Fatima smiled. “Same old Cassandra, always with the right answer. Anyway, it didn’t matter how much she called herself Mrs., how hard she was on Callie. Everyone knew that Callie didn’t have a father, never did. I didn’t either, but at least I was legal, you know? Oh sure, I was barely legal. My mother was six months gone on her wedding day and my daddy was gone six months after the wedding day. But I had a father’s name on my birth certificate, a real one. Callie’s daddy? No one ever knew who he was, including Mrs. Myra Tippet, even if she did put Jenkins on the birth certificate.”
“I don’t get it. Why would she give Cassandra a different surname?”
“I don’t know.” Fatima sucked her lower lip, thinking. “When you lie, you got to make it specific, right? Or maybe there was a Jenkins among her mens, and she hadn’t decided yet that she was going to be born-again proper.
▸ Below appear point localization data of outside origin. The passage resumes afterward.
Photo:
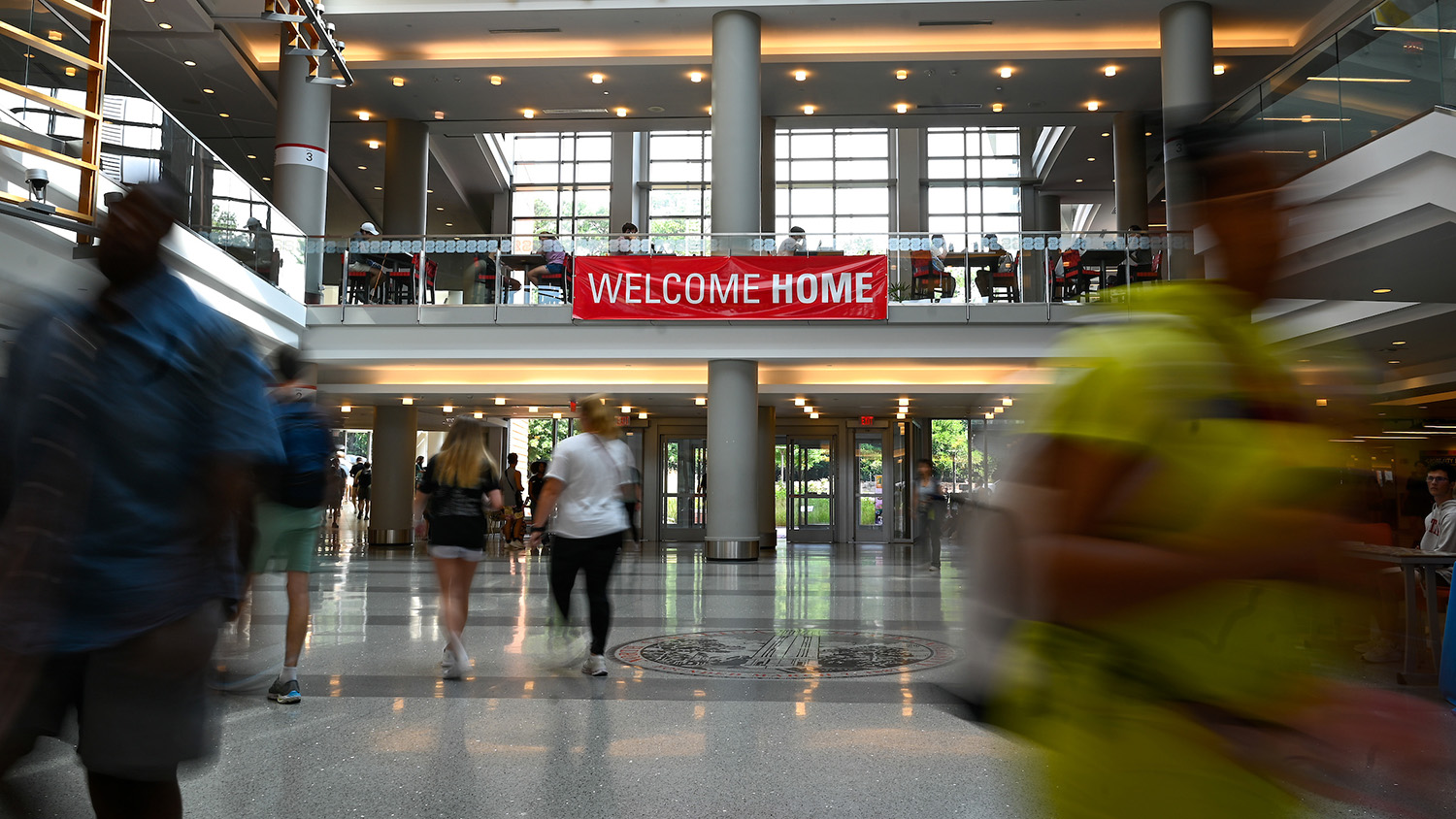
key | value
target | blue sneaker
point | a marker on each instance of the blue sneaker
(284, 693)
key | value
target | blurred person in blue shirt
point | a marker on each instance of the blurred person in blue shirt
(128, 429)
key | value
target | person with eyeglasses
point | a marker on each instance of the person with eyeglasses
(1438, 536)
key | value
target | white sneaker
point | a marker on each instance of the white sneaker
(596, 665)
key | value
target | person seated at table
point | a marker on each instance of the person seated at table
(1439, 536)
(555, 264)
(372, 268)
(794, 245)
(622, 245)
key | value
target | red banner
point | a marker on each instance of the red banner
(683, 288)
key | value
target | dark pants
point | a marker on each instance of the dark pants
(596, 556)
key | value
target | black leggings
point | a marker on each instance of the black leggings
(596, 556)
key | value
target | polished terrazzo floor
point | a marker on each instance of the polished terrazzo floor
(379, 734)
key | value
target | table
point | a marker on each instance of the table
(1409, 560)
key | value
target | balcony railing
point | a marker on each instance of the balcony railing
(509, 271)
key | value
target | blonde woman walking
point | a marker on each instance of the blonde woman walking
(456, 490)
(584, 487)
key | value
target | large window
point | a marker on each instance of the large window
(973, 178)
(835, 183)
(561, 183)
(678, 201)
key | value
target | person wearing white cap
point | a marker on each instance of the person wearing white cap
(367, 265)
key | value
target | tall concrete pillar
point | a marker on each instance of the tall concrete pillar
(302, 160)
(407, 177)
(733, 460)
(626, 172)
(393, 486)
(768, 531)
(1187, 58)
(737, 125)
(1130, 168)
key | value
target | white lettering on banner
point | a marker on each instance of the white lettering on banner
(605, 284)
(687, 288)
(782, 287)
(302, 154)
(835, 294)
(811, 296)
(862, 285)
(722, 294)
(750, 287)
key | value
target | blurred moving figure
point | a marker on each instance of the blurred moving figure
(1171, 536)
(459, 486)
(128, 434)
(585, 484)
(290, 508)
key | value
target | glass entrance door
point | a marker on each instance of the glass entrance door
(809, 467)
(871, 512)
(683, 481)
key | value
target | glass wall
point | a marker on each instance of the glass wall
(835, 183)
(1386, 67)
(678, 200)
(562, 183)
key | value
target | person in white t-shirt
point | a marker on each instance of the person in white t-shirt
(584, 489)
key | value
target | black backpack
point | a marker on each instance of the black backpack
(303, 478)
She was one of those good-time girls who has had her fun, then figures she’s going to be so good that no one can doubt her again.”
“Like you?”
“What are you saying?” A flash of the old Fatima here. Challenging, defiant.
“Tisha told me—or was it Donna—that you were”—she searched her memory for the word, which ha
d delighted her. “Churchified now, and didn’t want to be around people who knew you back in the day.”
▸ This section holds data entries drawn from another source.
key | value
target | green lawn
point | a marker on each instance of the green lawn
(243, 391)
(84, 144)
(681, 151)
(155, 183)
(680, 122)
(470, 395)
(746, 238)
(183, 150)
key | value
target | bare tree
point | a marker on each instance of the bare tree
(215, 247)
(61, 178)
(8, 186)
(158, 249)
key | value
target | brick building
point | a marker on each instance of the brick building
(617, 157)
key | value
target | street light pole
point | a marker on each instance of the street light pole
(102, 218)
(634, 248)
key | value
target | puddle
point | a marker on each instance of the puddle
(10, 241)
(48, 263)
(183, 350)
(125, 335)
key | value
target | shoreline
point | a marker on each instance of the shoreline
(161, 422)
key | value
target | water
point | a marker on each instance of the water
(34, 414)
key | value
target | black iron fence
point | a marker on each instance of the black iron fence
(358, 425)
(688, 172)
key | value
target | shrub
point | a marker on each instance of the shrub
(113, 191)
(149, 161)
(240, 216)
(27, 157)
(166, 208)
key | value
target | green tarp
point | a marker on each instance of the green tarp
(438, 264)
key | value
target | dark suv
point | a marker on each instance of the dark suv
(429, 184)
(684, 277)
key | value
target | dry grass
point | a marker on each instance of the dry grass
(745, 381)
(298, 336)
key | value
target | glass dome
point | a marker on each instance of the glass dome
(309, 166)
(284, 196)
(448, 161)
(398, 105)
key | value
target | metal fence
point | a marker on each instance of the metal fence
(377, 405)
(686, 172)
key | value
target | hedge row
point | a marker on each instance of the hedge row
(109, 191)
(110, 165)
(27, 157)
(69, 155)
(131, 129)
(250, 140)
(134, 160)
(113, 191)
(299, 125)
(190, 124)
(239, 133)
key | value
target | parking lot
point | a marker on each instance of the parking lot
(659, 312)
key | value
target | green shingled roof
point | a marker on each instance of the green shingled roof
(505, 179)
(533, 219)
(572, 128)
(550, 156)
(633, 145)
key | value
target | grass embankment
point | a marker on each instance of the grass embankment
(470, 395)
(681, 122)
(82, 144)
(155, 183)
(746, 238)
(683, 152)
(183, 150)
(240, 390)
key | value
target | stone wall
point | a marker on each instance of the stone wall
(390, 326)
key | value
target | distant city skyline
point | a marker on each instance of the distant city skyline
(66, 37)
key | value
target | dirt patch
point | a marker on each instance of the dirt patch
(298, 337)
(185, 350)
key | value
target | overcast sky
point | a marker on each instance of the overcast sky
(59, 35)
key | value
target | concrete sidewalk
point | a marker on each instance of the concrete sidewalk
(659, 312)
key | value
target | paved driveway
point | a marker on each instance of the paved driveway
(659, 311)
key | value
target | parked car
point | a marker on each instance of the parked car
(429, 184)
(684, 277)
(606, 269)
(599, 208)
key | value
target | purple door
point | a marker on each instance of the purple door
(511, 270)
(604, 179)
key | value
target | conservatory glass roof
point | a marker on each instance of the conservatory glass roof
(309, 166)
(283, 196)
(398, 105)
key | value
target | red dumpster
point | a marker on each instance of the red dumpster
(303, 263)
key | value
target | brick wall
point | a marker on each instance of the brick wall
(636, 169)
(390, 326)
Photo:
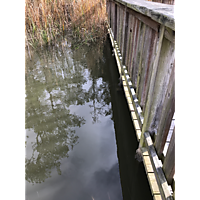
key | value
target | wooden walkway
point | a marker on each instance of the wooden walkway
(142, 34)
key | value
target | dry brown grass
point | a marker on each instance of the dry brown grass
(45, 19)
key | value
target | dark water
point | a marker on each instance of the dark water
(80, 142)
“Who said, Tisha or Donna?”
It seemed an odd point on which to fixate. “I’m not sure. Tisha, I think.”
“Well—” Fatima was clearly angry yet trying to hold herself in check. “I’m just trying to have a life. I met a good man, married him. We have three sons. Things haven’t always been easy for us—he started a business two years ago, a transportation company. Town cars and limos, the kind of things people don’t splurge on in these times, although proms are coming, that should help.”
“When was the last time you saw Callie?”
“We went to community college together. And we worked together for a bit.”
“Where?”
“You don’t know that part?”
“No.”
She gave her a long, level look. “You don’t want to mess with them,” Fatima said at last.
“Who?”
“It doesn’t matter. Trust me. If you don’t mess with them, they won’t mess with you. And they’ll give you a chance, if you need it. They’re not unfair. They’ll help you, if you need help. Only you got to let this go.”
“But—”
Fatima leaned forward. There was so much of her now, but there was a firmness to all that flesh, a solidity. Cassandra couldn’t help wondering what it felt like inside Fatima’s body. She carried herself with the same cocky confidence she had as a girl and there was an almost gleeful exhibitionism about the way she dressed. Caught unawares at home this afternoon, she wore a bright, boatneck tunic covered with green, orange, and yellow flowers, with matching green slacks and yellow flats.
Or had she been caught unawares? She hadn’t seemed particularly surprised to see Cassandra, not the way she had been at church.